Determining microbial patterns in the forest canopy by linking environmental DNA data to remote sensing information

Microbial communities are some of the most diverse and abundant communities in the world and play an essential role in the processes and functioning of terrestrial ecosystems. Bacterial and fungal species in natural systems are understudied due to their small size, high diversity, and difficulties in cultivating them under laboratory conditions. Advances in molecular technology for detecting species through eDNA—genetic material that organisms release into their environment—have significantly improved species detection and study, but are rarely used in hard-to-sample areas like the forest canopy. Although microbial communities in the canopy are known to play a crucial role in tree nutrition and stress response, their spatial distribution across the canopy at a landscape scale remains largely unknown.
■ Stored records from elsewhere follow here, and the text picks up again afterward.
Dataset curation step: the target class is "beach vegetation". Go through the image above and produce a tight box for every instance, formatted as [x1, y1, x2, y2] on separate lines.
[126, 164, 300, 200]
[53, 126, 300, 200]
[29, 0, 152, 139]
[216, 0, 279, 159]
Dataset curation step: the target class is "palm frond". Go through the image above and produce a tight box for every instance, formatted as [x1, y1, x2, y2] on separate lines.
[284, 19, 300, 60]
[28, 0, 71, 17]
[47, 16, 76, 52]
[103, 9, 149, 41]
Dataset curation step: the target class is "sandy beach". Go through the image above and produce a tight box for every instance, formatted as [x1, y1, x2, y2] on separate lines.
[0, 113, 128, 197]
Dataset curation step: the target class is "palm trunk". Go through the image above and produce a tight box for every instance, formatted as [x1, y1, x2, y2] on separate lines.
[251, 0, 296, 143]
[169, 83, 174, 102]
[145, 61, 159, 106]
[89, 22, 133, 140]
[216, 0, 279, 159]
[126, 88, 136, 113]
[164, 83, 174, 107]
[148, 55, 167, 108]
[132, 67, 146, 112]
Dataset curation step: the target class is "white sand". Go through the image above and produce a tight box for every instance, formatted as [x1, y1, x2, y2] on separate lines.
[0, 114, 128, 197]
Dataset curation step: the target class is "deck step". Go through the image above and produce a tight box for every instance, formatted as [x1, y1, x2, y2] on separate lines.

In this regard, remote sensing data and products are particularly well-suited to provide valuable information for landscape-scale assessments, as they capture broad spatial patterns and consistently monitor environmental changes over large areas with efficiency. These products provide detailed information on aspects of the forest canopy, like biochemical properties (e.g. chlorophyll and water content), and biophysical properties like LAI, and shed light on the microbial habitat within. This study, therefore, aims to integrate eDNA-derived occurrence data with remote sensing products to explore the distribution and abundance of specific microbial families in the canopy of mixed forest ecosystems.